インタプリタかなくぎ流

“Might come in handy one day.”

「だらーん」をめぐって

朝日新聞デジタルに興味深い記事が載っていました。新型コロナウイルスのワクチン接種で、日本語にまだ不慣れな方のために「やさしい日本語」で情報を伝える試みが始まっているという話題です。

www.asahi.com

特にこのイラストにあるような、「擬音語、擬態語を避け、体の動きは実演するとわかりやすくなる」というのは、なるほどそうかと改めて思いました。「だらーんと腕を下げて」という言い方は、一見具体的かつ易しそうに思えます。むしろ子供向けに分かりやすく話しているような雰囲気さえある。でも実は逆で、こういう擬音語や擬態語が入ると、かえって理解しにくいんですね。
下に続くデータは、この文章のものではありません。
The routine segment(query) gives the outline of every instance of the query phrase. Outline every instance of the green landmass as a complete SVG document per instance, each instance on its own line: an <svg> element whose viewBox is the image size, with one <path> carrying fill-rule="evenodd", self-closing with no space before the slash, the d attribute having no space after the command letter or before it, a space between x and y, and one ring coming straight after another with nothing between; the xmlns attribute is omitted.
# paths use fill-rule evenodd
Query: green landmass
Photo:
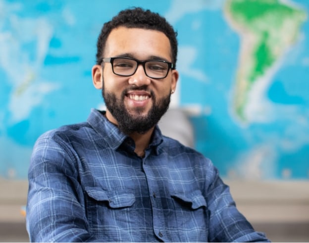
<svg viewBox="0 0 309 243"><path fill-rule="evenodd" d="M225 16L241 38L234 108L246 120L245 109L253 84L297 41L305 11L279 0L227 0Z"/></svg>

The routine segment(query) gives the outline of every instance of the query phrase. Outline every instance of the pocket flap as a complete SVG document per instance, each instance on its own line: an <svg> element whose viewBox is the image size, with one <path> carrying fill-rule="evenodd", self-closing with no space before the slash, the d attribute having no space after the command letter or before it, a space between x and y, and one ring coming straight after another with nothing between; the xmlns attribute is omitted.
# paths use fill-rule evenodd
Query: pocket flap
<svg viewBox="0 0 309 243"><path fill-rule="evenodd" d="M87 194L97 201L106 201L112 208L132 206L135 201L134 194L129 190L103 190L99 187L86 187Z"/></svg>
<svg viewBox="0 0 309 243"><path fill-rule="evenodd" d="M195 191L190 193L175 193L172 197L191 204L193 209L196 209L200 207L207 207L207 202L205 198L200 190Z"/></svg>

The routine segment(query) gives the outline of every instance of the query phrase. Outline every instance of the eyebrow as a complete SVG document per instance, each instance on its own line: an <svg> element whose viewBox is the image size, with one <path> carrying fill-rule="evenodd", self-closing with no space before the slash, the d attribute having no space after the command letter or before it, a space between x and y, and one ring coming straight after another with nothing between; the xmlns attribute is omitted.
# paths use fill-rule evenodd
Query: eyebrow
<svg viewBox="0 0 309 243"><path fill-rule="evenodd" d="M131 53L124 53L123 54L120 54L119 55L117 55L116 56L113 56L113 57L130 57L131 58L136 59L138 60L138 58L135 57L135 56L134 56L133 54ZM156 56L156 55L151 55L151 56L150 56L148 57L148 58L146 60L140 60L142 61L142 60L158 60L160 61L165 61L168 62L171 62L171 61L169 61L167 60L166 58L164 58L163 57L162 57L161 56Z"/></svg>

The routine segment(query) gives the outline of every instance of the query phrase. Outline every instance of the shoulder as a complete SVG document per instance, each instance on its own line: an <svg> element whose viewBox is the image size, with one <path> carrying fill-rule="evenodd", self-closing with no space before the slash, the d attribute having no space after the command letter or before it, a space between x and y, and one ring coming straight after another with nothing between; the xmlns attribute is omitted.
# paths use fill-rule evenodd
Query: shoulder
<svg viewBox="0 0 309 243"><path fill-rule="evenodd" d="M67 125L45 132L39 137L38 141L54 140L68 142L76 141L77 138L84 138L85 135L91 130L91 127L86 122Z"/></svg>
<svg viewBox="0 0 309 243"><path fill-rule="evenodd" d="M171 158L177 161L187 161L196 165L212 166L210 160L194 148L184 145L178 140L163 136L162 147Z"/></svg>

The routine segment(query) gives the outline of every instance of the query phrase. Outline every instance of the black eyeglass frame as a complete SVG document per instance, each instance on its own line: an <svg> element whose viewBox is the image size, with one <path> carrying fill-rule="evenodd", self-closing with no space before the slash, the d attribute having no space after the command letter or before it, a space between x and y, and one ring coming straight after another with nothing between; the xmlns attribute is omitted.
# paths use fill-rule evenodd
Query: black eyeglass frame
<svg viewBox="0 0 309 243"><path fill-rule="evenodd" d="M134 70L134 71L132 74L130 74L129 75L124 75L122 74L118 74L117 73L115 73L115 72L114 71L114 65L113 65L114 60L115 59L119 59L119 58L133 60L134 61L135 61L137 63L137 65L136 65L135 70ZM154 77L152 77L151 76L148 75L148 74L147 74L147 72L146 72L145 65L147 62L149 62L151 61L158 61L160 62L163 62L164 63L167 64L168 65L167 67L168 68L167 69L167 71L166 72L166 74L165 75L165 76L164 76L164 77L162 77L162 78L161 77L154 78ZM134 75L136 72L136 70L137 70L137 68L140 65L142 65L143 66L143 68L144 68L144 71L145 72L145 73L146 75L146 76L147 77L149 77L150 78L154 79L162 79L165 78L167 76L167 75L168 74L168 72L169 71L169 69L172 69L172 70L175 69L174 65L172 62L170 62L167 61L165 61L164 60L150 59L150 60L146 60L145 61L140 61L139 60L137 60L137 59L135 59L135 58L132 58L131 57L124 57L124 57L117 56L116 57L102 57L100 59L100 63L102 63L102 62L110 63L110 64L111 65L111 70L112 70L114 74L115 74L118 76L122 76L122 77L129 77L130 76Z"/></svg>

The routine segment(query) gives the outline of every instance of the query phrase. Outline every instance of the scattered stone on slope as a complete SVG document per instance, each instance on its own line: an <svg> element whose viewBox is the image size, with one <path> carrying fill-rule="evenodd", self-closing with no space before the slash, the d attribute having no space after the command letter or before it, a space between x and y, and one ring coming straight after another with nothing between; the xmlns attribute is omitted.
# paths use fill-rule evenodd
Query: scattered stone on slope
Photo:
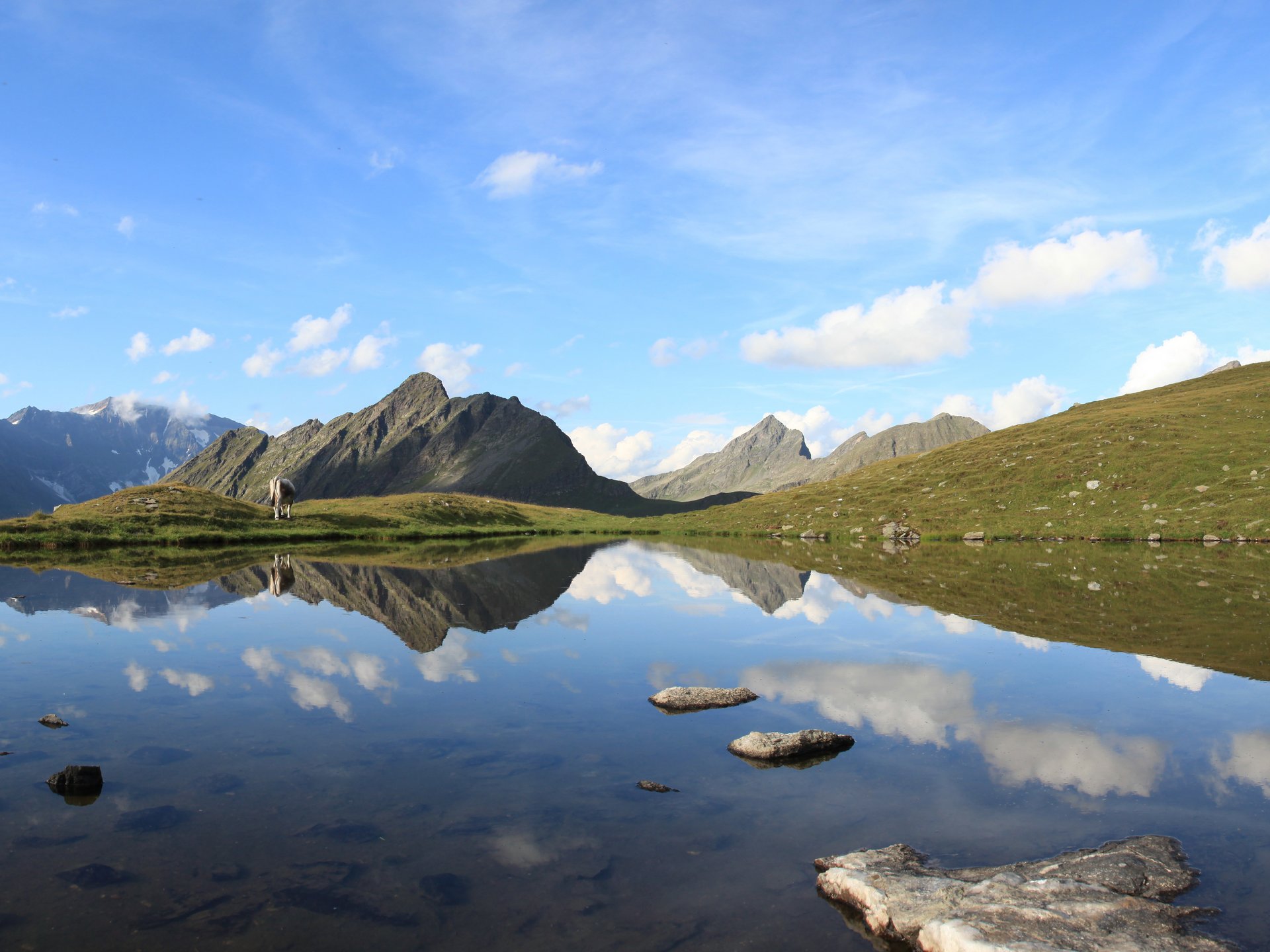
<svg viewBox="0 0 1270 952"><path fill-rule="evenodd" d="M923 952L1229 952L1170 905L1198 880L1177 840L1133 836L997 867L935 869L897 844L817 859L823 896L859 911L875 939Z"/></svg>
<svg viewBox="0 0 1270 952"><path fill-rule="evenodd" d="M712 707L735 707L758 701L749 688L682 688L673 687L657 692L649 703L667 711L706 711Z"/></svg>
<svg viewBox="0 0 1270 952"><path fill-rule="evenodd" d="M850 734L831 734L820 730L779 734L751 731L737 737L728 750L747 760L796 760L804 757L850 750L856 740Z"/></svg>

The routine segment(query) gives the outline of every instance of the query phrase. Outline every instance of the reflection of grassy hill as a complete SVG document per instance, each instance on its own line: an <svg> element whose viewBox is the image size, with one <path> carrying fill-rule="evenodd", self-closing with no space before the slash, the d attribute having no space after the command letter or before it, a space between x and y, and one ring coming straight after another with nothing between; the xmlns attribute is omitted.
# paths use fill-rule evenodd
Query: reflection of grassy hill
<svg viewBox="0 0 1270 952"><path fill-rule="evenodd" d="M855 536L903 519L927 538L975 529L1034 538L1270 537L1267 407L1270 363L1252 364L652 523L668 532L790 526L786 534Z"/></svg>
<svg viewBox="0 0 1270 952"><path fill-rule="evenodd" d="M888 553L876 543L692 545L827 572L857 593L1002 631L1270 680L1270 550L1262 546L958 543Z"/></svg>

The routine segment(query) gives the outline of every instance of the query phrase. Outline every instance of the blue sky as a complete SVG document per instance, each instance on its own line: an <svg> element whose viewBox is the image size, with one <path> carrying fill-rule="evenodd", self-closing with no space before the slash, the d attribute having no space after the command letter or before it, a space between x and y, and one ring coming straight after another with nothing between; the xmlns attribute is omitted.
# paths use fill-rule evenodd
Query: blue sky
<svg viewBox="0 0 1270 952"><path fill-rule="evenodd" d="M429 369L631 477L1270 358L1270 11L0 9L0 413Z"/></svg>

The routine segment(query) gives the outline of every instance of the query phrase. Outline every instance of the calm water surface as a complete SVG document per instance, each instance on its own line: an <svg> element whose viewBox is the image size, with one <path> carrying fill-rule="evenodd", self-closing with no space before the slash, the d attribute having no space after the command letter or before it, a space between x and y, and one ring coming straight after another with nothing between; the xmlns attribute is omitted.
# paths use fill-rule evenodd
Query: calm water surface
<svg viewBox="0 0 1270 952"><path fill-rule="evenodd" d="M1143 833L1181 839L1210 932L1270 947L1252 678L634 542L291 559L170 592L0 569L10 595L5 948L864 949L815 857L1003 863ZM1245 661L1267 637L1255 611L1213 631ZM671 684L762 699L669 717L645 698ZM52 711L70 727L36 724ZM856 746L806 769L725 750L803 727ZM43 783L71 763L102 765L89 806Z"/></svg>

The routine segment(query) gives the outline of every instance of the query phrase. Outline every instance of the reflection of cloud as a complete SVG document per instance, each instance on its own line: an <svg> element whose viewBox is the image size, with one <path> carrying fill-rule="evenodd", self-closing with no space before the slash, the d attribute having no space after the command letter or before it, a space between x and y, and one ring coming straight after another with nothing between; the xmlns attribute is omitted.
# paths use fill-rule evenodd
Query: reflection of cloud
<svg viewBox="0 0 1270 952"><path fill-rule="evenodd" d="M1251 783L1270 797L1270 731L1232 734L1231 755L1222 758L1214 750L1210 759L1220 779Z"/></svg>
<svg viewBox="0 0 1270 952"><path fill-rule="evenodd" d="M649 674L652 679L652 669ZM824 717L852 726L867 722L878 734L913 744L947 746L952 730L958 740L975 744L996 779L1008 786L1036 781L1091 797L1149 796L1165 764L1165 745L1153 737L982 718L970 675L933 665L770 663L742 671L740 682L775 701L814 703ZM1270 735L1265 755L1270 782Z"/></svg>
<svg viewBox="0 0 1270 952"><path fill-rule="evenodd" d="M742 671L740 683L786 704L814 703L826 717L913 744L947 746L947 731L974 720L966 673L932 665L851 661L772 663Z"/></svg>
<svg viewBox="0 0 1270 952"><path fill-rule="evenodd" d="M384 669L387 668L387 663L382 658L363 655L361 651L349 651L348 666L357 683L367 691L387 691L396 687L395 680L389 680L384 677Z"/></svg>
<svg viewBox="0 0 1270 952"><path fill-rule="evenodd" d="M1153 737L1099 735L1066 725L996 724L975 743L1006 786L1039 781L1091 797L1151 796L1165 765L1165 745Z"/></svg>
<svg viewBox="0 0 1270 952"><path fill-rule="evenodd" d="M136 661L128 661L128 666L123 669L123 673L128 675L128 687L133 691L145 691L146 684L150 683L150 671Z"/></svg>
<svg viewBox="0 0 1270 952"><path fill-rule="evenodd" d="M1213 671L1208 670L1208 668L1196 668L1193 664L1170 661L1163 658L1152 658L1151 655L1134 655L1134 658L1138 659L1142 670L1156 680L1167 680L1170 684L1176 684L1179 688L1185 688L1186 691L1199 691L1213 677Z"/></svg>
<svg viewBox="0 0 1270 952"><path fill-rule="evenodd" d="M339 660L339 655L329 647L305 647L291 654L301 668L318 671L328 678L333 674L348 675L348 665Z"/></svg>
<svg viewBox="0 0 1270 952"><path fill-rule="evenodd" d="M479 680L476 671L464 668L464 664L472 658L479 658L476 652L467 650L467 636L462 632L451 632L444 644L436 651L418 655L414 659L415 668L424 680L466 680L469 683Z"/></svg>
<svg viewBox="0 0 1270 952"><path fill-rule="evenodd" d="M215 682L211 678L197 671L178 671L171 668L164 668L159 674L173 687L188 691L190 697L198 697L215 687Z"/></svg>
<svg viewBox="0 0 1270 952"><path fill-rule="evenodd" d="M353 708L339 696L339 688L329 680L291 671L287 675L287 684L291 685L291 699L305 711L329 707L339 720L353 720Z"/></svg>
<svg viewBox="0 0 1270 952"><path fill-rule="evenodd" d="M273 656L267 647L249 647L243 652L243 664L255 671L255 677L265 684L274 674L282 674L286 668Z"/></svg>
<svg viewBox="0 0 1270 952"><path fill-rule="evenodd" d="M569 585L568 594L579 602L598 602L607 605L613 599L626 598L626 593L646 598L653 594L653 581L635 565L634 548L602 548Z"/></svg>

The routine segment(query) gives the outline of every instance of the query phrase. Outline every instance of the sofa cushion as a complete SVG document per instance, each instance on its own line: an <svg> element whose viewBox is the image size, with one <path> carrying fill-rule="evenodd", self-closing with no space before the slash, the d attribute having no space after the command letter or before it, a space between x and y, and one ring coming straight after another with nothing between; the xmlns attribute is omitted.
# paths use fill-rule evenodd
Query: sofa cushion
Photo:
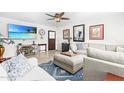
<svg viewBox="0 0 124 93"><path fill-rule="evenodd" d="M95 48L88 48L87 56L110 61L113 63L124 64L124 53L113 52L113 51L102 51Z"/></svg>
<svg viewBox="0 0 124 93"><path fill-rule="evenodd" d="M116 52L124 53L124 48L123 47L116 47Z"/></svg>
<svg viewBox="0 0 124 93"><path fill-rule="evenodd" d="M124 81L124 77L114 75L112 73L107 73L105 77L106 81Z"/></svg>
<svg viewBox="0 0 124 93"><path fill-rule="evenodd" d="M22 54L4 61L2 66L7 72L9 80L16 80L17 77L23 77L31 70L27 58Z"/></svg>
<svg viewBox="0 0 124 93"><path fill-rule="evenodd" d="M82 43L76 43L77 50L82 50L83 49L83 44Z"/></svg>
<svg viewBox="0 0 124 93"><path fill-rule="evenodd" d="M97 48L97 49L100 49L100 50L105 50L105 45L104 44L89 43L88 46L92 47L92 48Z"/></svg>
<svg viewBox="0 0 124 93"><path fill-rule="evenodd" d="M71 47L71 50L74 51L74 52L77 50L76 43L71 43L70 47Z"/></svg>

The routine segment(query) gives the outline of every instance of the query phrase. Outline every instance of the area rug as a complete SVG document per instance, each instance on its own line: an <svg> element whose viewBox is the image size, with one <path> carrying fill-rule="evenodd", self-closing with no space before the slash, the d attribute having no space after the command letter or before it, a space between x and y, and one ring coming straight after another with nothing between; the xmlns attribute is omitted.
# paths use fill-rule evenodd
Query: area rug
<svg viewBox="0 0 124 93"><path fill-rule="evenodd" d="M39 66L58 81L65 81L65 80L82 81L83 80L83 69L80 69L75 74L71 74L66 70L53 64L52 61L49 61L48 63L40 64Z"/></svg>

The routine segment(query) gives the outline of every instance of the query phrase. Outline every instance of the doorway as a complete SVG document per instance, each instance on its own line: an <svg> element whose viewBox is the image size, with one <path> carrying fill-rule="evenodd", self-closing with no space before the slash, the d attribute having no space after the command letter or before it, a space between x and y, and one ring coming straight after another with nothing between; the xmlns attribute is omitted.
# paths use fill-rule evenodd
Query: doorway
<svg viewBox="0 0 124 93"><path fill-rule="evenodd" d="M56 49L56 32L48 31L48 50Z"/></svg>

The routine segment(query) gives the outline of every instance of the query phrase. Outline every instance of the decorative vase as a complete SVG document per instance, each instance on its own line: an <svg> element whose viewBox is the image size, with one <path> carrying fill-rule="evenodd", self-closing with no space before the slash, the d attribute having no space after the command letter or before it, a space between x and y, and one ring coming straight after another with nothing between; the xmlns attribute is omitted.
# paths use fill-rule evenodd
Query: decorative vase
<svg viewBox="0 0 124 93"><path fill-rule="evenodd" d="M0 45L0 59L3 58L4 51L5 51L5 48L3 47L3 45Z"/></svg>

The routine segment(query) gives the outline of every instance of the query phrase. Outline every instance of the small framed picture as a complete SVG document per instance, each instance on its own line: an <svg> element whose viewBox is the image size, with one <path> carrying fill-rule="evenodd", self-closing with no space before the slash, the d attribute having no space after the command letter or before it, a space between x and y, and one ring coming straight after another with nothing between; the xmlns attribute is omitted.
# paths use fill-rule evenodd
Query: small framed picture
<svg viewBox="0 0 124 93"><path fill-rule="evenodd" d="M90 40L103 40L104 39L104 24L93 25L89 27Z"/></svg>
<svg viewBox="0 0 124 93"><path fill-rule="evenodd" d="M63 30L63 39L70 38L70 29L64 29Z"/></svg>
<svg viewBox="0 0 124 93"><path fill-rule="evenodd" d="M73 41L84 42L85 41L85 25L73 26Z"/></svg>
振り返ってみれば、確かに日本語を学んでいる留学生のみなさんも、日本語の擬音語や擬態語で苦労しているようです。先日も教材の中に“酥脆”とか“熱呼呼”といった食べ物の特徴を形容する言葉が入っていたのですが、みなさん日本語にする際に様々な表現が飛び出して、なるほどこういう微妙な部分が難しいのだなと思いました。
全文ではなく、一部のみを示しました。